Vera Kistiakowsky is an American physicist and the daughter of physical chemist George Kistiakowsky, who directed the Explosives Division at Los Alamos during the Manhattan Project and later served as President Dwight D. Eisenhower’s science advisor. Vera, who entered her first year of college at Mount Holyoke in 1944, visited her father at Los Alamos during the summer months in 1944 and 1945. In her interview, she discusses the sense of freedom she felt in the secret city and talks about the fun she had on horseback riding adventures with her father.

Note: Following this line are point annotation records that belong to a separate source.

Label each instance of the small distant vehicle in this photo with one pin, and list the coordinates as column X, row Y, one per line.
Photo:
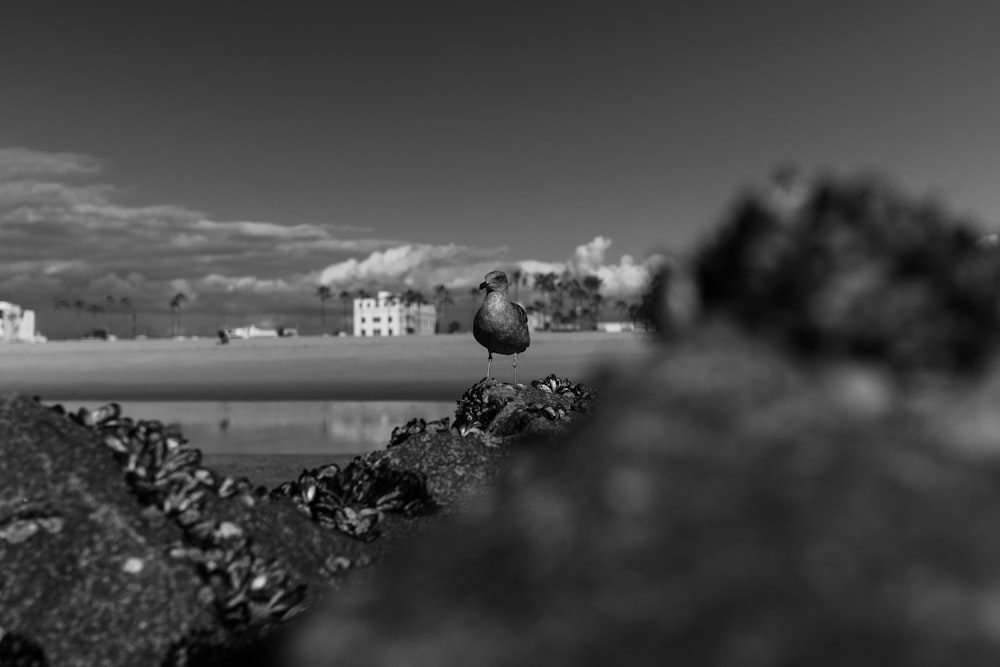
column 97, row 334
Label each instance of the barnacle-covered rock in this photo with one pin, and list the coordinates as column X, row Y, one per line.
column 851, row 268
column 118, row 547
column 461, row 463
column 416, row 426
column 722, row 508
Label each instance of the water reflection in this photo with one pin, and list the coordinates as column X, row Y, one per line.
column 284, row 427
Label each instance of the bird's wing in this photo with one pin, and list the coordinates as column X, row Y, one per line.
column 524, row 315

Peggy Bowditch’s Interview

Peggy Bowditch was a young girl when she and her family moved to Los Alamos in 1943. Her father, Rear Admiral William Sterling “Deak” Parsons, was chosen by General Groves to become head of ordnance for the Manhattan Project. The Parsons lived on Bathtub Row, next door to the Oppenheimers. Deak Parsons and his wife were close friends of Robert and Kitty Oppenheimer, and Parsons had a fatal heart attack in 1953 after learning that Oppenheimer would be stripped of his security clearance for trumped-up security reasons. Bowditch’s babysitter was the infamous spy Klaus Fuchs, and Bowditch herself babysat Peter Oppenheimer on occasion. Bowditch talks about how her father’s lifelong emphasis on careful planning and preparing for the worst must have helped him with arming the Little Boy bomb in flight.